En sus últimos meses, enfermo de cáncer de pulmón, Leonard Bernstein contaba que sólo se le atenuaba el dolor mientras dirigía. Zubin Mehta, la otra noche, también pareció curarse y rejuvenecer cuando avanzaba lentamente por el universo de la octava, dirigiendo de memoria, esculpiendo cada detalle, peleándose con la complejidad, admirándose de la calidad y la entrega de los músicos –ese solo de trompa sobre el páramo de las cuerdas en el primer movimiento–, gobernando el tempo con sabiduría y corrigiendo desperfectos sobre la marcha. 

Hoy en día, bajo el imperio del ruido y la desatención, hay algo especialmente extraordinario en el ritual de la sala de conciertos. Cientos de personas sentadas y en silencio escuchan a unos músicos tocar frente a un director que dibuja la partitura en el aire y que de alguna manera es el sacerdote de la escucha, el custodio de ese respeto sagrado por lo que allí está surgiendo. Ya ni siquiera en los templos se vive algo parecido. En el adagio del tercer movimiento, sobre todo, Mehta creo una atmósfera densa y rica, fuera del tiempo. Fue inevitable recordar a Celibidache y sus versiones últimas de la misma sinfonía, con esa morosidad oriental a la que también parecía remitirse el director indio. La música alcanza ahí una intensidad difícil de describir, casi como fundamento de todo el mundo que genera. No hay secuencia en Bruckner, sino tan sólo repetición y dilatación de algo que surge de su interior, sin que nunca nada ceda ante un final. Incluso cuando una frase parece haber terminado, todo se repliega para volver a empezar en sucesivas capas o haces que se reproducen sin claudicar. Un grupo de instrumentos calla y de pronto, a lo lejos, sin segregarse, un solo de metal surge para recordar que nada ha acabado. 

Nadie ha vuelto a interpretar ese movimiento como Celibidache, pero Mehta demostró que la edad le ha dotado de una sabiduría especialmente fértil para dar cuenta de ese trance. Las escalas se suceden, ascendiendo y descendiendo, sin apuntar a ningún lugar, desvaneciéndose entre las arpas. Mehta simplemente asiente y sabe de lo que está hablando, sin que pueda explicarlo. Hay un enigmático verso de T. S. Eliot que define perfectamente esa condición: “Old men ought to be explorers”, “los viejos deberían ser exploradores”. Cuando el mundo está a punto de desaparecer, todo resplandece con una luz nueva y única. Mehta, como Celebidache a principios de la década de 1990, sabe dar a cada nota la trascendencia que merece, sin ninguna prisa, sabiendo que ya no hay ningún puerto al que llegar. “El amor está más cerca de sí mismo, / cuando el aquí y ahora ya no importan”. El adagio es verdaderamente un cosmos de la meditación.
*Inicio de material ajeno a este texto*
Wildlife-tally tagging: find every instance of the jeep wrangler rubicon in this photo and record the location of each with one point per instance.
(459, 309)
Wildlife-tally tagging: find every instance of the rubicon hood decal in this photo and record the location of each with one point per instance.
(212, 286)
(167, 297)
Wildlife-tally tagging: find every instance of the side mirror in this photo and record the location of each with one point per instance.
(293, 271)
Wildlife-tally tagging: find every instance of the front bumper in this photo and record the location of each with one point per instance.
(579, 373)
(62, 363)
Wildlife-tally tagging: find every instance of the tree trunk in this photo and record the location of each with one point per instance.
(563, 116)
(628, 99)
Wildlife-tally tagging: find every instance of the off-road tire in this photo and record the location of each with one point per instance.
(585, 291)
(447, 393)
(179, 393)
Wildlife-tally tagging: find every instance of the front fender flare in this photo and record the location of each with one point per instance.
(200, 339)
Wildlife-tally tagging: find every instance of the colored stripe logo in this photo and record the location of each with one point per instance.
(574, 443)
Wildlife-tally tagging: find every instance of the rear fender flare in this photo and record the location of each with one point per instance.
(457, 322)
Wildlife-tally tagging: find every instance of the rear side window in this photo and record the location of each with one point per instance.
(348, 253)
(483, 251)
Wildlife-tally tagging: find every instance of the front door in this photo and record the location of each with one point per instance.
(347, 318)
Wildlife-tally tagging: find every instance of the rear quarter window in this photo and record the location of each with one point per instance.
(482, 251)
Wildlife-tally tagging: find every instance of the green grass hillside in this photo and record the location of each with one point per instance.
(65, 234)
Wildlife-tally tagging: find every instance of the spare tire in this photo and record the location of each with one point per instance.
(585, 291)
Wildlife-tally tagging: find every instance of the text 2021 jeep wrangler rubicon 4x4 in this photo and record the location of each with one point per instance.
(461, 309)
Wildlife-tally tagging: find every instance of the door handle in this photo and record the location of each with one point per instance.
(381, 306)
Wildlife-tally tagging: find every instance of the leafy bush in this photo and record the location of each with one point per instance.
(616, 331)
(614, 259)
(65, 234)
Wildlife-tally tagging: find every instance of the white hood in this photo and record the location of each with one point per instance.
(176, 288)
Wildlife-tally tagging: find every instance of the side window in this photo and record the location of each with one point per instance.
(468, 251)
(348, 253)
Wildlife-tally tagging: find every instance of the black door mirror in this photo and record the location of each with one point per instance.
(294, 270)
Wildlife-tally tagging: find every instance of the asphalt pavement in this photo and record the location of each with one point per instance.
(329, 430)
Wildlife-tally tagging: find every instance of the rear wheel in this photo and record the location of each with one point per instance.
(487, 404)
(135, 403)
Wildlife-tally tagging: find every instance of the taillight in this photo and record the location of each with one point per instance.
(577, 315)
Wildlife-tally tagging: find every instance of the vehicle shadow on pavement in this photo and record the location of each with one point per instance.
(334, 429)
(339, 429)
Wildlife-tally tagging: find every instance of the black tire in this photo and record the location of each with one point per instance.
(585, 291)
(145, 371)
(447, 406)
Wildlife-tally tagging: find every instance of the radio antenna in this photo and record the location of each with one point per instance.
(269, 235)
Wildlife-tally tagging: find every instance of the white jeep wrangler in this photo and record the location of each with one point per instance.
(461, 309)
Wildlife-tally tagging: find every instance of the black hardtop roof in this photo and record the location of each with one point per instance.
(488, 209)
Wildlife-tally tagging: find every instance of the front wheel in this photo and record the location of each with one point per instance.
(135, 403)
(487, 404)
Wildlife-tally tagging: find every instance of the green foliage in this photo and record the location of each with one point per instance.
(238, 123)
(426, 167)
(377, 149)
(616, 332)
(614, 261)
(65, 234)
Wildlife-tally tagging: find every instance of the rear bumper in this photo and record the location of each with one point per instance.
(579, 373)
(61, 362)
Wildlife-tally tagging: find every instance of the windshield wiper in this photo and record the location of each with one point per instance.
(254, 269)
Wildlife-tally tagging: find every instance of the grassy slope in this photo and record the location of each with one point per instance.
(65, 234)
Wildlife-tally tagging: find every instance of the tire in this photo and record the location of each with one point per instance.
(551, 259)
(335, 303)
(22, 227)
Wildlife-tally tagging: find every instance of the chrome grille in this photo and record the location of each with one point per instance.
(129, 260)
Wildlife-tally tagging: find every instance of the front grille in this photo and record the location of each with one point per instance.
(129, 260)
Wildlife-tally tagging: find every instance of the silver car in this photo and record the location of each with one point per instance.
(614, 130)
Luego, en el finale, ya todo es culminación y alegría. Todos los elementos de la sinfonía parecen aunarse y prepararse para traspasar algo. La coda, en ese sentido, es un umbral. No hay aquí angustia ni despedida, como en Mahler, sino pura celebración de algo que sólo entonces, cuando la orquesta calla de golpe, está a punto de iniciarse. El tiempo, en Bruckner, es lo que empieza después.